1. Obtain a Payroll Advance from Your Employer
Visit your employer’s HR Department to inquire about whether a payroll advance is possible. Companies don’t typically publicize this option to employees. But ever since the Great Recession, a growing number of employers have began offering payroll cash advances and loans to workers.
2. Get Financial Help from a Local Non-Profit Organization
Regional non-profits and local community development groups are increasingly providing financial assistance for those in dire financial straits. So do a Google search for non-profit organizations in your town and contact a few to see about loans.
For example, in Arkansas, a group called Arkansans Against Abusive Payday Lending, provides borrowers with low-cost loans up to $500, which can be repaid over six to 16 months. The organization, comprised of 36 consumer, military and faith-based groups in the state, has been so effective that it helped drive high-cost payday lenders completely out of Arkansas.
3. Use a Credit Card Cash Advance or Balance Transfer Check
A credit card cash advance typically involves a fee of 1% to 4% of the loan amount. Plus, the interest rates on credit card advances are now running about from 15% to 25%. That’s high, but it may be a necessary loan to take out in a pinch when you have no other options. (And it’s way better than using payday lenders, whose rates run about 400%). Comparison shop for your best credit card deals and balance transfer options.

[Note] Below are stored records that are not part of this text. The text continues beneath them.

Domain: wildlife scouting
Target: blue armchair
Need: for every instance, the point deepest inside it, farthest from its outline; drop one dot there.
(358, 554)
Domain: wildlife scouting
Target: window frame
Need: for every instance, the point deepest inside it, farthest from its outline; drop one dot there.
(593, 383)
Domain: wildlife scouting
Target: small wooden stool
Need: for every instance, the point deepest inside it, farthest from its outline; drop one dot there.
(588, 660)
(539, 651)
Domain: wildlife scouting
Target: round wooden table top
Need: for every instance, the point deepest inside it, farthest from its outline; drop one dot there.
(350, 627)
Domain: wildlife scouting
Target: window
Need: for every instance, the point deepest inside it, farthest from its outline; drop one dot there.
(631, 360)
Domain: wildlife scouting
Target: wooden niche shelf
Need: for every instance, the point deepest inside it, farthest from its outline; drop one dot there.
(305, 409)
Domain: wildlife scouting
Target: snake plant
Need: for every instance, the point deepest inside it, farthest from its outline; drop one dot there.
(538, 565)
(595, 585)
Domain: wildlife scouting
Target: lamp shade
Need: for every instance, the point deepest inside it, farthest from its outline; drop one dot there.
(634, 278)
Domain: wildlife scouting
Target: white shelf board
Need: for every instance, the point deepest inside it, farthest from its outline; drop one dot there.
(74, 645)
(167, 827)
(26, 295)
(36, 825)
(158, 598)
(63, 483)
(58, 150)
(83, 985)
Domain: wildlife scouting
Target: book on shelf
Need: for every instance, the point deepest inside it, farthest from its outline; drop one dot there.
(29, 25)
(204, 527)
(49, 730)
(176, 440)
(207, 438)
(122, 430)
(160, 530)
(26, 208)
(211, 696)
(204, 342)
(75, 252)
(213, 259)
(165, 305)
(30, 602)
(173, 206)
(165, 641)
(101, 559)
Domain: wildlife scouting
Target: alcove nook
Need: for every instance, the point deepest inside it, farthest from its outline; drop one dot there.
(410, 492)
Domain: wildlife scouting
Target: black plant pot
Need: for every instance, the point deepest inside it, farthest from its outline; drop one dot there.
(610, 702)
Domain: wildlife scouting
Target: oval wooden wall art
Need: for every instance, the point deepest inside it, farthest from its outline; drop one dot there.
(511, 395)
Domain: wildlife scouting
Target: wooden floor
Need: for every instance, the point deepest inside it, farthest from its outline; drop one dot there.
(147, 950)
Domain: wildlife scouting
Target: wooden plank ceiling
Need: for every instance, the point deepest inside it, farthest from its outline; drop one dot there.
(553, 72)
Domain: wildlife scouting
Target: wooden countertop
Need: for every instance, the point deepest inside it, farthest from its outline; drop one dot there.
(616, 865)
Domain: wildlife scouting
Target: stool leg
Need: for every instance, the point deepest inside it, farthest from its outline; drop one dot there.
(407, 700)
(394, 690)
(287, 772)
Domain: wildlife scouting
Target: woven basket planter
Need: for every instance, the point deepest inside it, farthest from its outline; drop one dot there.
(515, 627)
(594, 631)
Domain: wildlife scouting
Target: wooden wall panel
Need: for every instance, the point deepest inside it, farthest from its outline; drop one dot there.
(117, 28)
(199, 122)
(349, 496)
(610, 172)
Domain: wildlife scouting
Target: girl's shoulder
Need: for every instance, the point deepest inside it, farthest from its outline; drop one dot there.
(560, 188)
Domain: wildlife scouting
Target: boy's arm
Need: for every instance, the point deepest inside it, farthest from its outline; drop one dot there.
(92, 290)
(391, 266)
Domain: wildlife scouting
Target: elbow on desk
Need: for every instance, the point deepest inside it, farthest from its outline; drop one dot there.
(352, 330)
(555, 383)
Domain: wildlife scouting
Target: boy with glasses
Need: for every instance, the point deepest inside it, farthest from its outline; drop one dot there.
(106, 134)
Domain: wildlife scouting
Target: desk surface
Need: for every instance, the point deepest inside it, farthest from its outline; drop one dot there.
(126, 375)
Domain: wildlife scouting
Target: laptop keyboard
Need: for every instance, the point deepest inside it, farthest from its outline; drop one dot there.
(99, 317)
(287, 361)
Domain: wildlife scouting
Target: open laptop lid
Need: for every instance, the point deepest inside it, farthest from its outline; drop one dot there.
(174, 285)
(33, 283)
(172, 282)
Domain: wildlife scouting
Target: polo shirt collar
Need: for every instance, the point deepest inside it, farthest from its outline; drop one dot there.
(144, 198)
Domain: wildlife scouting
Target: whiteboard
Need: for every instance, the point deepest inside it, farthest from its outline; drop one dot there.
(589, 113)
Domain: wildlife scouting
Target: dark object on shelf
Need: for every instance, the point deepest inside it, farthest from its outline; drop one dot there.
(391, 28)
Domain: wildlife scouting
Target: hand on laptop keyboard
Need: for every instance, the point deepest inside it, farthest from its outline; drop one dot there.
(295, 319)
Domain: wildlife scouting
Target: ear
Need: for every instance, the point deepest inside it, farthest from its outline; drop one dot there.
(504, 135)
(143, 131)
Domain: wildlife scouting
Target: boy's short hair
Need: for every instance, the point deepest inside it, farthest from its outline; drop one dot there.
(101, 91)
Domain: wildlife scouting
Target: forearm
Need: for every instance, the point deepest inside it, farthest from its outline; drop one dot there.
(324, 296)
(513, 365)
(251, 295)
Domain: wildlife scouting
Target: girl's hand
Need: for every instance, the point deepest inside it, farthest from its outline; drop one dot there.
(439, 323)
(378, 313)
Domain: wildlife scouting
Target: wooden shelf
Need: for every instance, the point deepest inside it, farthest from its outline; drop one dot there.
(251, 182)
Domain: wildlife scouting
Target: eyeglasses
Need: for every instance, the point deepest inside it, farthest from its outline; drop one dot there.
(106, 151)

Read: How a Balance Transfer Can Improve Your Credit Score
4. Get a “Small Dollar Loan” from a Bank
Even though the credit crunch has made it a lot tougher to get bank loans, many financial institutions are nevertheless launching new loan initiatives for people who need cash fast. As of early 2011, nine federally-insured banks began a new pilot program called FDIC Model Safe Accounts. One key feature of this program: “small dollar loans” of up to $2,500, approved in just 24 hours. Meanwhile, under the Bank On program, lenders nationwide are expanding their efforts to provide small, fast loans to borrowers in need.